2024/10/08 18:25:05 INFO mlflow.system_metrics.system_metrics_monitor: Successfully terminated system metrics monitoring!
2024/10/08 18:25:06 INFO mlflow.system_metrics.system_metrics_monitor: Started monitoring system metrics.


Downloading artifacts:   0%|          | 0/5 [00:00<?, ?it/s]

2024/10/08 18:25:56 INFO mlflow.tracking._tracking_service.client: 🏃 View run SVM at: https://mlflow-ned2up6sra-uc.a.run.app/#/experiments/15/runs/cbdd906766b2427c93e9c957be6ea9c8.

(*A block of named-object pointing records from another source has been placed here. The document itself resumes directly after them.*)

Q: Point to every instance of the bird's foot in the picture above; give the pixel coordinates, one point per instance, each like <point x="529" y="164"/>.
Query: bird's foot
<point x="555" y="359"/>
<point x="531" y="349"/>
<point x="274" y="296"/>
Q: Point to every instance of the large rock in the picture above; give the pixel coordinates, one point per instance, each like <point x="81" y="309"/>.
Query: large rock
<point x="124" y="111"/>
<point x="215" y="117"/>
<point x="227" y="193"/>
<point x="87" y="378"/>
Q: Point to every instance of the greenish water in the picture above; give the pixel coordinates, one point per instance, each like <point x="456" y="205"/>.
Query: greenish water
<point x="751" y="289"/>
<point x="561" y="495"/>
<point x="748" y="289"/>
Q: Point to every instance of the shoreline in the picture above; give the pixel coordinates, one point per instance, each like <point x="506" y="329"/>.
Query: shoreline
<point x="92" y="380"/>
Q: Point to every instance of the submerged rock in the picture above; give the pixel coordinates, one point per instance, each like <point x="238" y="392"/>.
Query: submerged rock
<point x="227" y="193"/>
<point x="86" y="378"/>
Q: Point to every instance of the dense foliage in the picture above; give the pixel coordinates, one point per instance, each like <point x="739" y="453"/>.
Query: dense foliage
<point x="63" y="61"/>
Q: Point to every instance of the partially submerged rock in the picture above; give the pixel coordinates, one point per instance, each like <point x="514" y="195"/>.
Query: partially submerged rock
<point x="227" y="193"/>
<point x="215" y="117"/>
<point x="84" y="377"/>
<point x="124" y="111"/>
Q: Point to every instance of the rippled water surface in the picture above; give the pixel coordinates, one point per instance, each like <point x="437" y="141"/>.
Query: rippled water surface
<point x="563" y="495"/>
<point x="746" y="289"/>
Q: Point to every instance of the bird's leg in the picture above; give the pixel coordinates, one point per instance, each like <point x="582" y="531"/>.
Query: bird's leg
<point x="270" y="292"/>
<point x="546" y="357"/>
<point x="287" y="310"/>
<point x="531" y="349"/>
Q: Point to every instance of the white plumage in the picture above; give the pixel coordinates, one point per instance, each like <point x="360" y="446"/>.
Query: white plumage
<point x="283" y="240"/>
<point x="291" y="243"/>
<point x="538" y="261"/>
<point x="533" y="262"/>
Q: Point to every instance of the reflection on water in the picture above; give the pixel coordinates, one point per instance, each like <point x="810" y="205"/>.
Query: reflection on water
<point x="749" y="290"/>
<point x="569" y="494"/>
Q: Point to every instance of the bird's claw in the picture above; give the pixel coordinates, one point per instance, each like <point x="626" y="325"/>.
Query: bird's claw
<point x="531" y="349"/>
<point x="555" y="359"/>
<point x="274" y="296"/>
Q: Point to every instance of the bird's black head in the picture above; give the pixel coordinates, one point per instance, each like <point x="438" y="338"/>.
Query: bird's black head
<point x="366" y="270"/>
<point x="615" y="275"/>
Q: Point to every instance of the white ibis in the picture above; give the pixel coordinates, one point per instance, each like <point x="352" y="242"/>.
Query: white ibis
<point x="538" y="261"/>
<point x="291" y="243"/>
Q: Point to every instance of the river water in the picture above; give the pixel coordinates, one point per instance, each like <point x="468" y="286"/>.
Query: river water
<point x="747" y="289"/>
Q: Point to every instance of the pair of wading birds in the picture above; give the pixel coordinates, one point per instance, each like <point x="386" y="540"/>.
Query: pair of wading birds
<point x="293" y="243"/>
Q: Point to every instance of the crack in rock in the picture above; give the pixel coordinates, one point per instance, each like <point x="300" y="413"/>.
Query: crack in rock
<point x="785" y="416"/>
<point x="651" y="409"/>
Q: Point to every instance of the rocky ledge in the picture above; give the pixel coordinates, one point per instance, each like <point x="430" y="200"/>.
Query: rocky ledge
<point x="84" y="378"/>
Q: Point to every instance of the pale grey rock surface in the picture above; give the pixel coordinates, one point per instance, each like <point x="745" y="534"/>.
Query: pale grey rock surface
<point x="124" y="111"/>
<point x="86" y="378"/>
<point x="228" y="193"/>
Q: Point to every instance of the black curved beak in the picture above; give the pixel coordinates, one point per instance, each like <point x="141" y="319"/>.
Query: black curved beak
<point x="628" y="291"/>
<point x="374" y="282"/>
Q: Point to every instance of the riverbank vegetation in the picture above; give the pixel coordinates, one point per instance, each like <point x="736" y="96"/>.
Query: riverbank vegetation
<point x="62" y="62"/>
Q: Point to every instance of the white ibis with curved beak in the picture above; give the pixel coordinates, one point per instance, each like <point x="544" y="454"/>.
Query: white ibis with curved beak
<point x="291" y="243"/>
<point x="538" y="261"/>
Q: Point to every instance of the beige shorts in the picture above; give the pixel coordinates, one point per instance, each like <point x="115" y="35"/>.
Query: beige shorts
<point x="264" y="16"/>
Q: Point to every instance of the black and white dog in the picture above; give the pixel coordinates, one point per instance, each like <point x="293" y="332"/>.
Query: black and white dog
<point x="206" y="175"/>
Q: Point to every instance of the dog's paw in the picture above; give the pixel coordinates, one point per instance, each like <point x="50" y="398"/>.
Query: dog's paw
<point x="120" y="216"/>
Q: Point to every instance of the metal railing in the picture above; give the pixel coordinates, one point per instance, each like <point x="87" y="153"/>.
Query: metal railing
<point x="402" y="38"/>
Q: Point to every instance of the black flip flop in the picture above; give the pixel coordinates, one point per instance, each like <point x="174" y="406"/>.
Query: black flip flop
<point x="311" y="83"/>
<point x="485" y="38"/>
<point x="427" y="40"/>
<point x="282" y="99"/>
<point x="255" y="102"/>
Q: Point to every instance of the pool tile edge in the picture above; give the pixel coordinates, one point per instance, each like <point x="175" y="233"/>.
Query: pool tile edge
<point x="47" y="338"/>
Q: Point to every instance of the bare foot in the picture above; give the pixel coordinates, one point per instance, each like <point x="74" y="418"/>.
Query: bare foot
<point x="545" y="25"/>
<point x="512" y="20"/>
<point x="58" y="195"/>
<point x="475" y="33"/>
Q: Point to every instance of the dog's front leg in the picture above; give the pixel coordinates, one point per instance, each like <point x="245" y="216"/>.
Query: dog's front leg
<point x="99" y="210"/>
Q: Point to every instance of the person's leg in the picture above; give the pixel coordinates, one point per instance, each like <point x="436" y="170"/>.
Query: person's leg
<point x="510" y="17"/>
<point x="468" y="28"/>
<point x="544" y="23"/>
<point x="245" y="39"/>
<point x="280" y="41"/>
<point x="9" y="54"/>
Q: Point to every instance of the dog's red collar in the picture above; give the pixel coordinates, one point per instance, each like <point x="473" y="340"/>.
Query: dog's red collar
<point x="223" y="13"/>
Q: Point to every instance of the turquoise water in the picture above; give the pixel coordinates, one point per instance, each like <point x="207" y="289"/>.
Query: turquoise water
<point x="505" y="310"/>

2024/10/08 18:25:56 INFO mlflow.tracking._tracking_service.client: 🧪 View experiment at: https://mlflow-ned2up6sra-uc.a.run.app/#/experiments/15.
2024/10/08 18:25:56 INFO mlflow.system_metrics.system_metrics_monitor: Stopping system metrics monitoring...
2024/10/08 18:25:57 INFO mlflow.system_metrics.system_metrics_monitor: Successfully terminated system metrics monitoring!